The bars that were supposed to keep people out of the storm sewers looked formidable, but they were no match for the thing in Billy's hands.
He pulled the trigger, and an intensely bright beam of greenish-blue light shot out, melting the steel bars like a hot knife cutting through butter, sending out a spatter of bright orange globules of molten steel.

It took him about thirty seconds to completely destroy the grate. The ends of the bars glowed orange. Curls of smoke rose up from the ground where the spatters had landed. Billy stepped out of the culvert, placing his feet carefully so as not to get a hotfoot. He pushed the goggles up onto his forehead and grinned at us.

Blinking away afterimages, I said, “What was
that
?”

“Acetylene laser,” Billy said—as if a handheld acetylene laser was a perfectly normal accessory for a thirteen-year-old to be carrying around.

Myke said, “Where  . . . how  . . .”

Billy said, “I made it.”

Have I mentioned that Billy George is a mad genius?

“I thought it might come in handy some day,” Billy said.

“Hey, guys  . . . ,” Myke said.

I ignored him, looking into the dark and exceedingly spooky sewer.

“Um  . . . I'm not sure Redge wants to go in there,” I said.

“Guys  . . .”

“Redge will go anyplace we do,” Billy said. “You're the one that's scared.”

“I'm not scared,” I said. But I was.

“Guys!”

I turned to see Myke pointing a shaking finger at something in the woods. At first I couldn't see what he was pointing at.

And then I did.

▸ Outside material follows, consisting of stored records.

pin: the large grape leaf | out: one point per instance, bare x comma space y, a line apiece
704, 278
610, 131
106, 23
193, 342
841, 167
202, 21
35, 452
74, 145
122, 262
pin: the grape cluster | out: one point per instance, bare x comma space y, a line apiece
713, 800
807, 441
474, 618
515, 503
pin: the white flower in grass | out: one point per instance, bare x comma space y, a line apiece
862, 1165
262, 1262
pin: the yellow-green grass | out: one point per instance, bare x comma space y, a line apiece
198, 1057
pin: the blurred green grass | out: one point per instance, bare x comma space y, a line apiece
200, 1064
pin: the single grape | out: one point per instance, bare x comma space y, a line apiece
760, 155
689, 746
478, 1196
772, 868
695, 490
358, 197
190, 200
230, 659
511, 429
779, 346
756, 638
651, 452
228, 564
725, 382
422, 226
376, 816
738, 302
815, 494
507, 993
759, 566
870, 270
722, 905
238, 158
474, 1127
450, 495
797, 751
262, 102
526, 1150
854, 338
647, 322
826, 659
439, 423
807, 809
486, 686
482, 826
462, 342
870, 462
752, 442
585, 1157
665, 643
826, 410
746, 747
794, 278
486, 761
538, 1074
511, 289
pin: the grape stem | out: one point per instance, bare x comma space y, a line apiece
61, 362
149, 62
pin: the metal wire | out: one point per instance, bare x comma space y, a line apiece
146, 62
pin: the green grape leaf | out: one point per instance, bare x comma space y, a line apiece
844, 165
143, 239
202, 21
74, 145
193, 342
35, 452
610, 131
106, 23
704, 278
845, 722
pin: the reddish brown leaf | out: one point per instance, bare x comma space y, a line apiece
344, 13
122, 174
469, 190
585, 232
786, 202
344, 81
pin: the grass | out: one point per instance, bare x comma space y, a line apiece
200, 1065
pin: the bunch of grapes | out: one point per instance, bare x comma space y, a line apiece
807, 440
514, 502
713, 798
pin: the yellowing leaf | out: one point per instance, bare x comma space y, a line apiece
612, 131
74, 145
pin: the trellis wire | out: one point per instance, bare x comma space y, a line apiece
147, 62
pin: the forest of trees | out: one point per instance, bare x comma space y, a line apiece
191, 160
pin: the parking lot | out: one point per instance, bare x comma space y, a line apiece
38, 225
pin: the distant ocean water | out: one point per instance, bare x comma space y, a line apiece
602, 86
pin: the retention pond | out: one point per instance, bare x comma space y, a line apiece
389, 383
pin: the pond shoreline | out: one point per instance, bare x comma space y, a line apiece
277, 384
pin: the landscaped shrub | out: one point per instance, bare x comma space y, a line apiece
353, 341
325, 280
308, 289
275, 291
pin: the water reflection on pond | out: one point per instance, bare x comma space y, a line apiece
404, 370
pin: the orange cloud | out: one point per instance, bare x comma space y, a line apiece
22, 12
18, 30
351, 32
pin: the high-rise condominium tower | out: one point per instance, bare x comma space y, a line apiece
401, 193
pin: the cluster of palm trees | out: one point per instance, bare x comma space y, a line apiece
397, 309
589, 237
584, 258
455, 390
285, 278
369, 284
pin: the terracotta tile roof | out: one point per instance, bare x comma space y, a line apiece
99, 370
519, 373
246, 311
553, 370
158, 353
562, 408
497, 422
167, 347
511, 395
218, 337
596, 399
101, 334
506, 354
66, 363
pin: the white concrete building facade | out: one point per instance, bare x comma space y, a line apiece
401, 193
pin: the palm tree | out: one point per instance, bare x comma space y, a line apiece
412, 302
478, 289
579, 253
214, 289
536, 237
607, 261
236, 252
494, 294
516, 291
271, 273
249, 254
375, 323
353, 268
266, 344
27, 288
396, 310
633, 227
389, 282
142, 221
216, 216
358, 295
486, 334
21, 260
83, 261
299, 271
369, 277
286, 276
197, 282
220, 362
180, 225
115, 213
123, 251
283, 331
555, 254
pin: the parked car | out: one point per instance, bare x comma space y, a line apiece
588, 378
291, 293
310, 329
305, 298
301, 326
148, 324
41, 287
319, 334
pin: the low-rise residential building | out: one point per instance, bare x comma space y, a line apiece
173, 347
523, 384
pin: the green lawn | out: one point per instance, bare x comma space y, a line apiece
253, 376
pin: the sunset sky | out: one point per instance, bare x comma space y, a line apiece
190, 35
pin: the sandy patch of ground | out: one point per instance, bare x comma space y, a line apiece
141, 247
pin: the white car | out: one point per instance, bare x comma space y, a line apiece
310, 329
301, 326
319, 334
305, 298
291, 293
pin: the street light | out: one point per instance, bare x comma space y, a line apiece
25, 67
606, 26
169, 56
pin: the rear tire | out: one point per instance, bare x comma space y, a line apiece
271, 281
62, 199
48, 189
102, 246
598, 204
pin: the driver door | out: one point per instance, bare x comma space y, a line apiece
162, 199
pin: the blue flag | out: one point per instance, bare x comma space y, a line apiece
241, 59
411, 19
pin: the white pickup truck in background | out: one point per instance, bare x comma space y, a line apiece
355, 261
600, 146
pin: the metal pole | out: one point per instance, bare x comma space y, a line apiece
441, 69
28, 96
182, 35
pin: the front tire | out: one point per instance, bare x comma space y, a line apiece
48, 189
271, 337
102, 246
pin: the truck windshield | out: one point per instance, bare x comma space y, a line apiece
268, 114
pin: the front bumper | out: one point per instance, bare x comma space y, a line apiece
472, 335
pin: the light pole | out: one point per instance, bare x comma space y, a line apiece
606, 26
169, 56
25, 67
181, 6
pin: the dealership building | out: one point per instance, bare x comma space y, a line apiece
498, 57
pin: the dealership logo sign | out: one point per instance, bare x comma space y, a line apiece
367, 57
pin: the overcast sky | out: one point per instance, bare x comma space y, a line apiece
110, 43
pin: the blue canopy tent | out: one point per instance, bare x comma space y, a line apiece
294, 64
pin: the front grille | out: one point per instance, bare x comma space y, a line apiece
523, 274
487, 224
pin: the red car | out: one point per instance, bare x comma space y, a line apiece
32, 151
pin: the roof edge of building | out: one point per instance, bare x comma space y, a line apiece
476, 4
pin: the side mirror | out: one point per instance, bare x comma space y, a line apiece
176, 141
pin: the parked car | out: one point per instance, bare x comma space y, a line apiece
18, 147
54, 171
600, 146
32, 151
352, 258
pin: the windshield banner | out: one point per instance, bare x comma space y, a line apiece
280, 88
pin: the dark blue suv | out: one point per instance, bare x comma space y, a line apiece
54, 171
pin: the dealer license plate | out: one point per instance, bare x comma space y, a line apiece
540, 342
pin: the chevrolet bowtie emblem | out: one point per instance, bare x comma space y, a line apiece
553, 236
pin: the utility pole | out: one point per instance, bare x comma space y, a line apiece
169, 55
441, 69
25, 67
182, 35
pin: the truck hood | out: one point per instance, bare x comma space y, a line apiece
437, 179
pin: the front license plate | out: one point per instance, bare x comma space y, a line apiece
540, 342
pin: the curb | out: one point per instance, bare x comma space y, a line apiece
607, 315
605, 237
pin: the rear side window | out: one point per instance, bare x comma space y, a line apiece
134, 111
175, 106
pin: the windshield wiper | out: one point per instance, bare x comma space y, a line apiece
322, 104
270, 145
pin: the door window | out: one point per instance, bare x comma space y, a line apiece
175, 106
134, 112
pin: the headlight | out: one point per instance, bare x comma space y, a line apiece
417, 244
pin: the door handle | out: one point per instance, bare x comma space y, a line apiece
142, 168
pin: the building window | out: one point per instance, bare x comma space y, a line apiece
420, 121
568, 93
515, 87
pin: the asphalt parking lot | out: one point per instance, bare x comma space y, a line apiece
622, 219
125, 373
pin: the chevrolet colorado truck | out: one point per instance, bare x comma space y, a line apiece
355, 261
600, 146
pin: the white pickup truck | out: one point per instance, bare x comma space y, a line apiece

It looked like a man—an extremely tall man—with a body made out of leaves and the head of a Rastafarian Wookiee, standing not thirty feet from us in the shadow of a cedar grove.

“Sasquatch!” I screamed. I grabbed Redge and dove through the sewer grate into the culvert. Myke was right behind me.

Billy said, “Hey!” Then he saw what we had seen, and he was running too. We turned left, then right, then left again, and didn't stop until we were all gasping for breath.

“I  . . . think  . . . we  . . . lost him,” Billy said.

We listened for the sound of Sasquatch footsteps.

Dead silence.

“Maybe Sasquatches don't like sewers,” Myke said hopefully.


Nobody
likes sewers,” I said.

I heard a whispery, scurrying sound.

“What's
that
?”

“Nothing,” Billy said. “Just some rats.”